In the past, it was just a gut feeling, but today it's a direct evaluation of your skills. And here we have it again: Where do I stand? What am I capable of already? What can I still improve? Progress becomes more tangible, and goals can be pursued even more clearly. This is motivating and at the same time extremely fun!
Rankings allow you to compare yourself with players from all over the world.
While players could previously only rank their personal performance for themselves, it is now possible to compare it with all players on the platform. Our rankings now show you the best players in their respective category for different shot types and drill modes.
If you reach a new personal high score (for example in a forehand drill), it will appear directly in the corresponding ranking. It is in the nature of us athletes to compare ourselves. We are constantly looking for a challenge and the challenge among each other to grow further and further. This is exactly where the rankings come in and open a new, fun way of competing in many clubs.

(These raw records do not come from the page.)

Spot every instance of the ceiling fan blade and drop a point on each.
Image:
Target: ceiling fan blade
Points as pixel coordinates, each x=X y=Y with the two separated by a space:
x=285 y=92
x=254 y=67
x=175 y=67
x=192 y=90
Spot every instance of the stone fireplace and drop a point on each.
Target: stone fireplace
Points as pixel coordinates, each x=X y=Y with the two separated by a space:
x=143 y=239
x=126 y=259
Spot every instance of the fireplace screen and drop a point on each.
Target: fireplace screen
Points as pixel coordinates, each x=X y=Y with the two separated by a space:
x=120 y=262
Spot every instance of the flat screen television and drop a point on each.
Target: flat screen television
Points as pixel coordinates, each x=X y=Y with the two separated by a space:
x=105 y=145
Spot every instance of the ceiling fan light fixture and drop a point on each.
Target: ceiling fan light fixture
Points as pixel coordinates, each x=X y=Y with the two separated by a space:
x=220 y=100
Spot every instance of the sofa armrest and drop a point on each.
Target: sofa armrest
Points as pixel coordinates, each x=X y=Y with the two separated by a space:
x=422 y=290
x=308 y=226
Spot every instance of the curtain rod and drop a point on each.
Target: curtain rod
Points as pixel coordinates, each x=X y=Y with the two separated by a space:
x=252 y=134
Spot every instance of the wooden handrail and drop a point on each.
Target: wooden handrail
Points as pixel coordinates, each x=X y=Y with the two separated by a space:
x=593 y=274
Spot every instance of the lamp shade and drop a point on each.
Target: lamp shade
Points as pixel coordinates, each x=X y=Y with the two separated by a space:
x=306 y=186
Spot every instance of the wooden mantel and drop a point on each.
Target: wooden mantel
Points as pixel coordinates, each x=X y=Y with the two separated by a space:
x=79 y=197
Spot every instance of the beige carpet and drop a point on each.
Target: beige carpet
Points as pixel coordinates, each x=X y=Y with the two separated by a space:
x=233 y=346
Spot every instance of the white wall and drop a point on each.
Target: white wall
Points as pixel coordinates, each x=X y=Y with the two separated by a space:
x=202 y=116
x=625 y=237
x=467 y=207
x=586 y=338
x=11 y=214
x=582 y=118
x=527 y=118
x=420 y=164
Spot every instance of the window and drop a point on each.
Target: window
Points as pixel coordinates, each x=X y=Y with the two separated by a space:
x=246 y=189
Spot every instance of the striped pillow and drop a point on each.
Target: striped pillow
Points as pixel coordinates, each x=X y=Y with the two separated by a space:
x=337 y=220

In addition to the global comparison, players can also immortalize themselves on the respective ranking of the club. Many coaches use these individual club rankings to provide extra motivation with small monthly challenges in their practice sessions. Whether they are competing individually or as a team, the young players in particular want to quickly get the last percent out of themselves.
Compare with the pros.
It's especially exciting for us recreational players that we can compare our skills with (future) professionals, isn't it? Up-and-coming young talents such as DTB junior Nicole Rivkin, but also established names such as Jan-Lennard Struff or ex-Davis Cup champion Marc-Kevin Goellner are already playing on the platform.
The tennis base in Straubing has also been using Wingfield and the scoring system as a practice tool for some time. Under the guidance of ex-professional player Marc Sieber (ATP career high 236), Peter Heller (ATP career high 345) and Jereon Vanneste (ATP career high 314) are preparing for the upcoming tournaments. So, if you browse through the rankings a bit, you will quickly come across one or another well-known name and can see how you perform against the pros.